“Desde ‘La masacre de Carmen de Patagones’ sucedida hace 22 años que nuestro país no registraba episodios de violencia letal en escuelas. En ese momento, los diversos estudios pusieron el foco en el acoso escolar como principal detonante. Sin embargo, ahora los analistas también hacen hincapié en el consumo liberado de contenidos violentos, junto a la expansión y promoción de los discursos de odio, que generan procesos de identificación e imitación”, destaca Cecilia Elizondo, especialista en Educación.
Según la ONG Bullying Sin Fronteras, Argentina escaló al puesto 10 a nivel mundial en gravedad de casos de bullying. Para dimensionar la situación, en el primer semestre de 2025 se registraron más de 6600 casos de violencia extrema (peleas graves, amenazas con armas y golpizas) solo en el Área Metropolitana de Buenos Aires.
Incluso, no solo se trata de algo que sucede solo en la escuela secundaria, sino que se arrastra desde la primaria. En este aspecto, un informe de Argentinos por la Educación elaborado en 2025 advierte que el 63 por ciento de los estudiantes de sexto grado “reportó haber sufrido agresiones en el aula o redes sociales”, que van desde insultos, burlas y exclusión, hasta golpes intencionales.
Frente a este panorama, una de las tentaciones para explicar el fenómeno pasa por culpar a las redes sociales y decir que son la raíz de todos los males. Sin embargo, el doctor en Comunicación, Leonardo Murolo, advierte: “La violencia no nace en las redes, sino que tiene raíces sociales, económicas, culturales, políticas, familiares, institucionales y subjetivas más amplias. Sin embargo, las plataformas digitales participan en las formas actuales de circulación, visibilización y amplificación de esas violencias”.
Y agrega: “Una mirada institucional sobre la violencia en redes sociales debe evitar dos reduccionismos. El primero, sería considerar que las plataformas digitales son la causa directa de las conductas violentas. El segundo, sería pensar que lo que ocurre en redes es secundario, superficial o separado de la vida social.
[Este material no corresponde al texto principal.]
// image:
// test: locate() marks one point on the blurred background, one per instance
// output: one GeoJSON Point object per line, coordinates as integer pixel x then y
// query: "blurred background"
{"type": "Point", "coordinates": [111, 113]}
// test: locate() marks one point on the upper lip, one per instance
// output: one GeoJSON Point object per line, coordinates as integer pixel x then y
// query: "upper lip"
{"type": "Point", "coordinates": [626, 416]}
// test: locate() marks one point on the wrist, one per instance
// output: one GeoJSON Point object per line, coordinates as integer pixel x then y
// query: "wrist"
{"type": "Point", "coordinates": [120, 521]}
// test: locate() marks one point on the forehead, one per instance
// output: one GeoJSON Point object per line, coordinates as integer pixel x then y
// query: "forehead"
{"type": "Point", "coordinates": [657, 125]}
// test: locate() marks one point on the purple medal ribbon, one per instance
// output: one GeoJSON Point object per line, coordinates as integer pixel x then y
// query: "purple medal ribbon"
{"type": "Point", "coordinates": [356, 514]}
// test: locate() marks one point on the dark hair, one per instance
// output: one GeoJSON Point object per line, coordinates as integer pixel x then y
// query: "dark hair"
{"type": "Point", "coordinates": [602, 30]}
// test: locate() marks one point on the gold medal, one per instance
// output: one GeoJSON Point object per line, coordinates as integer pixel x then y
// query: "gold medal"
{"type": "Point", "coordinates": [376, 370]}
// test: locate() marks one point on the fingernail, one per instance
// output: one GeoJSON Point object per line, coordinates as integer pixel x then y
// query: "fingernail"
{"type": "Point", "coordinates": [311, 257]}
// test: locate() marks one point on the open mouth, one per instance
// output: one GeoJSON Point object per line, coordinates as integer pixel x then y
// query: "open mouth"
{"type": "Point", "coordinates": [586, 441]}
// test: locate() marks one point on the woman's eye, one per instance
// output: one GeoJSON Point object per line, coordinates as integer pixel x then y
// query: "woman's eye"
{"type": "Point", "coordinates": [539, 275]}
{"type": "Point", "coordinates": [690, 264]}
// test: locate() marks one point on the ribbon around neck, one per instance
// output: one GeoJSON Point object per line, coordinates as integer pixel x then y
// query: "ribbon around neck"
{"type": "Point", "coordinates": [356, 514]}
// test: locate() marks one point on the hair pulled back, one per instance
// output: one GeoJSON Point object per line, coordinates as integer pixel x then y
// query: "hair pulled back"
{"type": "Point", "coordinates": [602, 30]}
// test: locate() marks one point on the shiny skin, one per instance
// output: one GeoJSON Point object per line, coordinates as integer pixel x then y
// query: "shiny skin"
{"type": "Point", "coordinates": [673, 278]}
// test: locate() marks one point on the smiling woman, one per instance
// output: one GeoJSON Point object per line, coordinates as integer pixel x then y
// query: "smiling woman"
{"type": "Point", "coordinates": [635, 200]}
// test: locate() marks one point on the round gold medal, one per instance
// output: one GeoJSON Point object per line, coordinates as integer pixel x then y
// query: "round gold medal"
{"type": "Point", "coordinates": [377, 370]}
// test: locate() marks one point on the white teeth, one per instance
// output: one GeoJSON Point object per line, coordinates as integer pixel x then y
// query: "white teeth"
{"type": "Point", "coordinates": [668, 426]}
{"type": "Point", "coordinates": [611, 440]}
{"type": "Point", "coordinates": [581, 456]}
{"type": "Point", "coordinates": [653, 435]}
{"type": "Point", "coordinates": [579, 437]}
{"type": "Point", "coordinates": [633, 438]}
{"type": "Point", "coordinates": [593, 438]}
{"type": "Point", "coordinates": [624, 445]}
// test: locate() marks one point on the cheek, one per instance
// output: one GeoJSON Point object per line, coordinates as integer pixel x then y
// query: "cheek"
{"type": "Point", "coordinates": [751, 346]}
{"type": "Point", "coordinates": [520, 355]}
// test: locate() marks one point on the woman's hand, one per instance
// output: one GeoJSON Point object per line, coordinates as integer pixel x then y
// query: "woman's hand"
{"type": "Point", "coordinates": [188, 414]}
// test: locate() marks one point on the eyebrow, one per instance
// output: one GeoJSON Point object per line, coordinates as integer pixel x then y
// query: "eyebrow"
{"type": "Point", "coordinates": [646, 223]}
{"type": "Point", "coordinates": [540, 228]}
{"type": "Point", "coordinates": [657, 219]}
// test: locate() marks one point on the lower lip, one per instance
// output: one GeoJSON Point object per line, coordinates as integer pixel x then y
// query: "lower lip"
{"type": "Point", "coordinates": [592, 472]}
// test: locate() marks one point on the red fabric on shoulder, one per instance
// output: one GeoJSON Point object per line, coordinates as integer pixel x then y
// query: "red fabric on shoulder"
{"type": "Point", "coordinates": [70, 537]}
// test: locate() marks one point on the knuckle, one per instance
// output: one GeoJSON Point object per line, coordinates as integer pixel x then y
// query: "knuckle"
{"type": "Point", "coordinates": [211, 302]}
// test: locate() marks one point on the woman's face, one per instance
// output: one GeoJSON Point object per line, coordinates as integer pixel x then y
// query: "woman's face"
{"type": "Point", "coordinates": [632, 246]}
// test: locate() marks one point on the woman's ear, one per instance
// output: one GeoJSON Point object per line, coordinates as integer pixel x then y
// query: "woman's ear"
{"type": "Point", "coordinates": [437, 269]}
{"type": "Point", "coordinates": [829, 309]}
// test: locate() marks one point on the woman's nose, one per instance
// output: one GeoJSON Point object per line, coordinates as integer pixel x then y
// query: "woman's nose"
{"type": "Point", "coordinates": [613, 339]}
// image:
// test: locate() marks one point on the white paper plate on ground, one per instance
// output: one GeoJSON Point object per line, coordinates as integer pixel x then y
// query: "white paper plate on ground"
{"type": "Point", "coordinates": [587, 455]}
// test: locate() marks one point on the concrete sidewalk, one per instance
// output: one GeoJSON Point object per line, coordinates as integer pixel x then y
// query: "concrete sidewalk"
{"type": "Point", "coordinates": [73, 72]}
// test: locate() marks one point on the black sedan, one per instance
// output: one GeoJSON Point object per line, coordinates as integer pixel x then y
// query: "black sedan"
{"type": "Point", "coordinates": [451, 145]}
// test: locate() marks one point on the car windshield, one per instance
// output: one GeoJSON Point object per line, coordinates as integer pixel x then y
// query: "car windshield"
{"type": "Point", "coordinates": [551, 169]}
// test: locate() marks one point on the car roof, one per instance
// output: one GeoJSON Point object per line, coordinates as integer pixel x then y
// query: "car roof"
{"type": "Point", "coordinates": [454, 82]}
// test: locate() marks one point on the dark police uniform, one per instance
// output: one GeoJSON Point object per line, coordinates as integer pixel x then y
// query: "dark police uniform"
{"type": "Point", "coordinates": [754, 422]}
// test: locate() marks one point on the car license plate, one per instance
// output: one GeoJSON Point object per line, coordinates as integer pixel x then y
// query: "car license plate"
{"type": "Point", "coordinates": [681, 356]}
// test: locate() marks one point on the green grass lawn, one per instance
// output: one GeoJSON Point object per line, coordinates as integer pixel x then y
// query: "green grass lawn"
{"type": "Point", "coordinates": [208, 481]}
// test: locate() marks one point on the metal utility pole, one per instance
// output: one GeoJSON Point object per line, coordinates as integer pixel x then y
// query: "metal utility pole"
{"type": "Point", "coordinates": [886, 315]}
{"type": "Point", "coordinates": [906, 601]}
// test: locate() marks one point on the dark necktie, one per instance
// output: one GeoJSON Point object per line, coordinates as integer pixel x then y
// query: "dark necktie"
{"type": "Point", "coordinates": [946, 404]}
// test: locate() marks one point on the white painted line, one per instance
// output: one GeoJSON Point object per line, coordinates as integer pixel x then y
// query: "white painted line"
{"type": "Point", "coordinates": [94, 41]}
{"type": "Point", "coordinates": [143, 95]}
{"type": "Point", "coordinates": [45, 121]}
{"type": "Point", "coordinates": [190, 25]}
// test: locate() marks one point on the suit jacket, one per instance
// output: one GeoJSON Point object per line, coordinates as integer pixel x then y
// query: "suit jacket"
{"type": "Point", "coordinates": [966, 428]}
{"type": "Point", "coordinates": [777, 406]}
Entre ambas posiciones, resulta más productivo comprender las redes como espacios donde se expresan y reorganizan prácticas sociales existentes”.
¿Y el Estado?
Más allá de la responsabilidad de los adolescentes y sus familias, en algunos casos se omite el rol del Estado, que debe proteger a su población a través de diferentes políticas, por ejemplo, mediante la restricción del uso de armas. No obstante, el gobierno nacional desreguló la cuestión e incluso coqueteó en más de una oportunidad con la libre portación.
Entre otras iniciativas, desde diciembre de 2023 se redujo la edad mínima para adquirir armas de 21 a 18 años, se habilitó la venta de fusiles semiautomáticos para civiles y se flexibilizaron los requisitos de portación con controles físicos y psicológicos menos estrictos. A su vez, se delegó en las Fuerzas de Seguridad la habilitación de sus miembros para portar armas particulares y se eliminaron las habilitaciones municipales a comercios de venta de armas.
“Entre 2023 y 2025 aumentaron un 41,9 por ciento las armas registradas, y las armas importadas pasaron de 22 mil en 2024 a 43 mil en 2025. Al mismo tiempo, se estima que en Argentina las armas no registradas cuadruplican las registradas y superan el millón y medio de unidades”, subraya Sabina Frederic, especialista en Seguridad.
Y continúa: “Queda claro que la posibilidad de nuevas tragedias, como la ocurrida en San Cristóbal, es pura y exclusivamente un asunto de adultos, fundamentalmente de quienes tienen autoridad y responsabilidades de gobierno. Es imperioso denunciar que la flexibilización, el blanqueo o la desregulación de la comercialización, registro, tenencia y portación de armas, propicia el incremento de la violencia”.